Glory’s phone rang. She answered and I watched the emotions play across her face. Disbelief bled into anger. “I don’t have the manpower to track down an escaped hospital patient. Has Ward turned himself in yet?” She listened again. “Call down to the drugstore. Make sure Erik is there and tell him his time is up.”
She hung up and faced us.
“Who skipped out?” I asked.
“Cosmo left the hospital against doctor’s orders. I don’t have a clue where he went. He didn’t have a vehicle and the hospital says he didn’t call anyone. He didn’t have a cell phone, as far as I know. Of course he was within walking distance of Erik’s house or business.” She gave me the suspect eye.
I wondered if he was holed up at Erik’s drugstore, but I didn’t offer a comment. I’d learned not to defend our client when it was possible he was doing something that wasn’t all that smart.
“I have to go,” Glory said.
I glanced at my partner, who’d grown suddenly quiet. “Are you okay, Tinkie?”
“I’m going to take a seat over there in the shade,” Tinkie said. “My feet are killing me and I’m feeling a little light-headed.”
Tinkie’s feet were swollen, but there w
as no need to point out the obvious. She also looked a little green.
“There’s a drink machine in the gazebo. Maybe a soda would help her stomach,” Glory said. “I’m going back to town.

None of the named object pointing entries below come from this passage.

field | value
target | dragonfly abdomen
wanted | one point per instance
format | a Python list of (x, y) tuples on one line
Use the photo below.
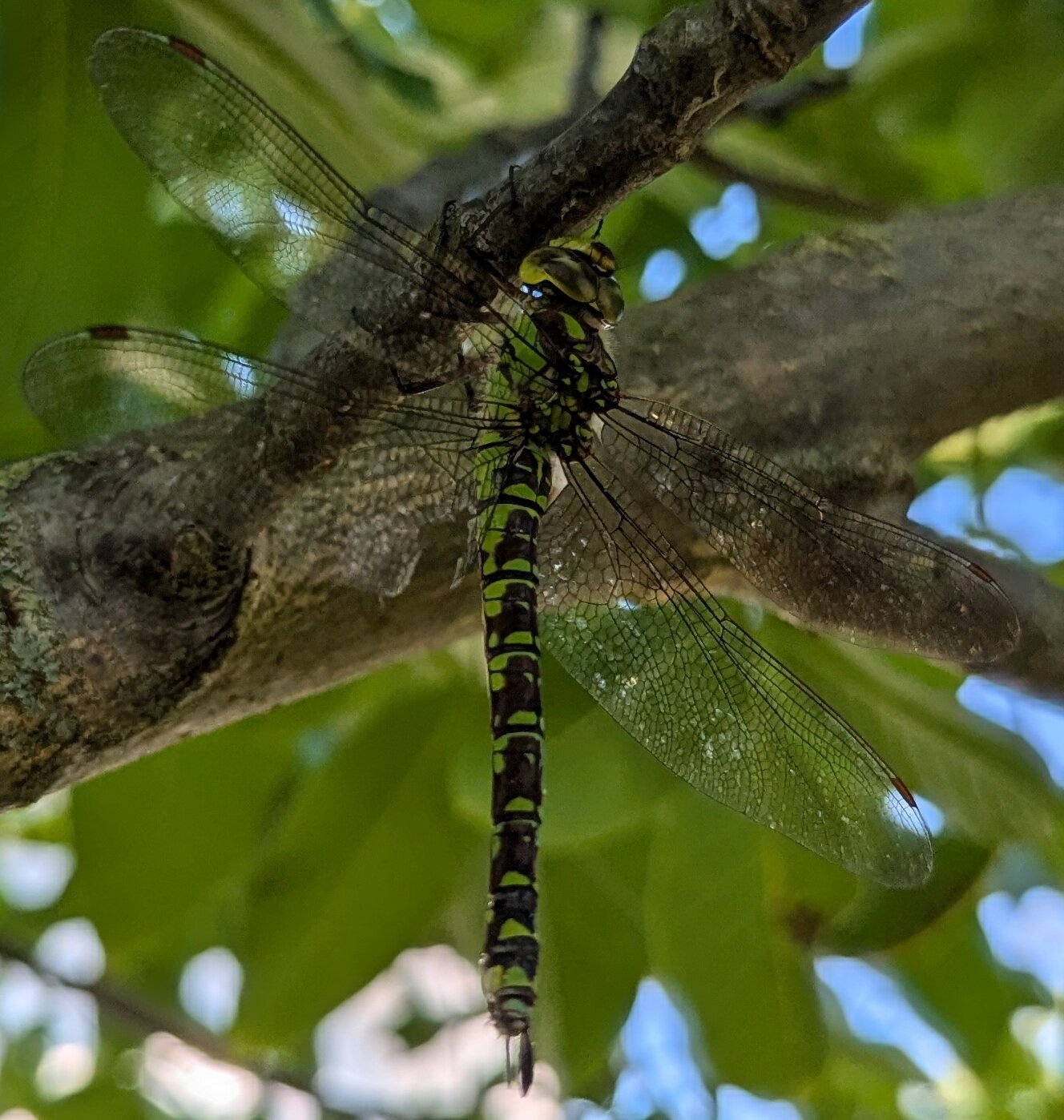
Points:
[(512, 501)]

If Cosmo is wandering the streets I need to nab him.”
“We’re right behind you,” I told her.
I headed to a large screened-in gazebo where a soda machine blinked neon at me as I opened the door and entered. I’d first assumed I was alone, and it took me aback to see a woman in a plain gray dress—stifling from the look of the long skirt, long sleeves, and what had to be flannel material. She wore a hat to cover her hair and a large red A on her chest. I knew her instantly. Hester Prynne.

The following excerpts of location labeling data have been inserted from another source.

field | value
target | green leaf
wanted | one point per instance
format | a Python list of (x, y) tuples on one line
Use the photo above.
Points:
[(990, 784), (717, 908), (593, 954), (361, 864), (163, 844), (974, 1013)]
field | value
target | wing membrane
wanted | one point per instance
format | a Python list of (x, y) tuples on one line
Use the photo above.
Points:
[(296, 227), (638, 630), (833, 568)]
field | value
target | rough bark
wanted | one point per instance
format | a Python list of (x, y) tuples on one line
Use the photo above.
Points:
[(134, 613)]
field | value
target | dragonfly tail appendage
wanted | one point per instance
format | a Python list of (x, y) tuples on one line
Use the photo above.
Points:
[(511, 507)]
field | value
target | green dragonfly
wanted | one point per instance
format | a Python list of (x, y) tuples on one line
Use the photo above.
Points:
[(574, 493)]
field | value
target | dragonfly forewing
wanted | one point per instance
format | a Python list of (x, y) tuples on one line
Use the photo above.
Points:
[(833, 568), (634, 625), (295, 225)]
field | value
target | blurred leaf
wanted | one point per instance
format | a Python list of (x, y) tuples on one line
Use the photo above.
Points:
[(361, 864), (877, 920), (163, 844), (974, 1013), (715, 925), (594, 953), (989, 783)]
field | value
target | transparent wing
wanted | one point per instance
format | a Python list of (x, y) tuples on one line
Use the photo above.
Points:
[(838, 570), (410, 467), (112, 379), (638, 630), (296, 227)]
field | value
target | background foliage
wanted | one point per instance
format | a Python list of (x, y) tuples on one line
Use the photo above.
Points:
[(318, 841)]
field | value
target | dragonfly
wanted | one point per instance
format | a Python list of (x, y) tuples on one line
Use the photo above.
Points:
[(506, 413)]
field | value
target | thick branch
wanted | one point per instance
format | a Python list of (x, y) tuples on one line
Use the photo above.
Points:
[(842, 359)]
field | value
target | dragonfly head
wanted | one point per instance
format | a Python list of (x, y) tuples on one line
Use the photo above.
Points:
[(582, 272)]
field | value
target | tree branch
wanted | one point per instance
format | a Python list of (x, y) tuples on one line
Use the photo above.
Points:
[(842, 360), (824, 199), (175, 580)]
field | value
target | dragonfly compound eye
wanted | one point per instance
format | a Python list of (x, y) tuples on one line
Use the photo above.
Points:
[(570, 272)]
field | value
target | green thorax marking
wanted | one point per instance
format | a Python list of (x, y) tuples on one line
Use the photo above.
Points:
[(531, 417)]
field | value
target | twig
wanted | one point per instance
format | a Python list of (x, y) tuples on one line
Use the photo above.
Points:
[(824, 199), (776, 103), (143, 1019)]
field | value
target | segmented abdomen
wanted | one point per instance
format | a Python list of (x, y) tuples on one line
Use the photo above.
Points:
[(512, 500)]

“I’m not in the mood, Jitty.” I fed some quarters into the machine and got a diet drink for me and a fully loaded cherry Coke for Tinkie. I absolutely didn’t want to deal with a fictional character who so willingly bore the blame and the shame and the public censure of an illegitimate child while that scoundrel Dimmesdale had gone free. “Take the damn A off your dress and skedaddle back to fiction land.” If I had to deal with fictional characters, I much preferred the clear-eyed courage of Jean Louise Finch, who stood with her daddy against the racism and cowardice of a mob.

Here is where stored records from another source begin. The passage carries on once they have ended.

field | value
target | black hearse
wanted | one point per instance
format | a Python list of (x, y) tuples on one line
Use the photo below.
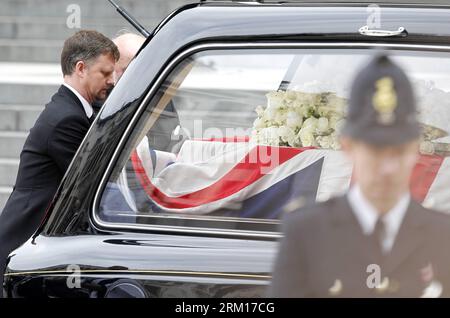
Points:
[(153, 206)]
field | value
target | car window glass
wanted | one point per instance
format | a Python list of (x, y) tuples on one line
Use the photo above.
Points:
[(234, 139)]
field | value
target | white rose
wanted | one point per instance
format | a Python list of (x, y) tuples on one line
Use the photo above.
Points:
[(339, 125), (270, 114), (335, 144), (280, 117), (333, 120), (260, 111), (293, 119), (269, 136), (290, 95), (306, 136), (325, 141), (286, 134), (310, 122), (322, 125)]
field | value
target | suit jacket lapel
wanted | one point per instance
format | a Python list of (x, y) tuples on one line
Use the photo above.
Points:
[(409, 237), (348, 228), (63, 90)]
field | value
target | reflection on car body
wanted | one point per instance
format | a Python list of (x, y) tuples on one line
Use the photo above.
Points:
[(207, 140)]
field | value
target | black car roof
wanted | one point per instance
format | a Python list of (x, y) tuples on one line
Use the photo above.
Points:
[(339, 2)]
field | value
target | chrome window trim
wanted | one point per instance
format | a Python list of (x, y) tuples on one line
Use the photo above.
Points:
[(120, 227)]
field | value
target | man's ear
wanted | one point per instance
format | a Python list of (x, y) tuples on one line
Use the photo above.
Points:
[(80, 69)]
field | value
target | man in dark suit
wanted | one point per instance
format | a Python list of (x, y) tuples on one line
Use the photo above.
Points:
[(375, 241), (87, 62)]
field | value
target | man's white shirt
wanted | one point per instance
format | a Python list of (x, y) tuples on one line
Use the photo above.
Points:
[(87, 107), (367, 215)]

“Not all moments in time require the same action.” Hester stepped closer to me.
“Stay away from me. You’re the creation of a male writer who found it acceptable to blame the woman.” I’d almost been thrown out of my college literature class when I had a hissy fit about the professor’s misogynistic reading of “the Edenic myth” and how Hester Prynne was synonymous with Eve and the snake in the garden. She was the temptress that had cost Dimmesdale his innocence, just as Eve was to blame for the fall of man.
“I could have said no,” she said.
That really burned my bacon. “Yeah, and Dimmesdale could have kept it in his pants.” I held out an imaginary apple. “Take a bite, Adam,” I mocked her. “Just a tiny little bite. It’s so delicious. A special treat for a handsome man like you.” I did my best Marilyn Monroe impression and stopped—Jitty had also appeared as Marilyn Monroe. What was going on with her?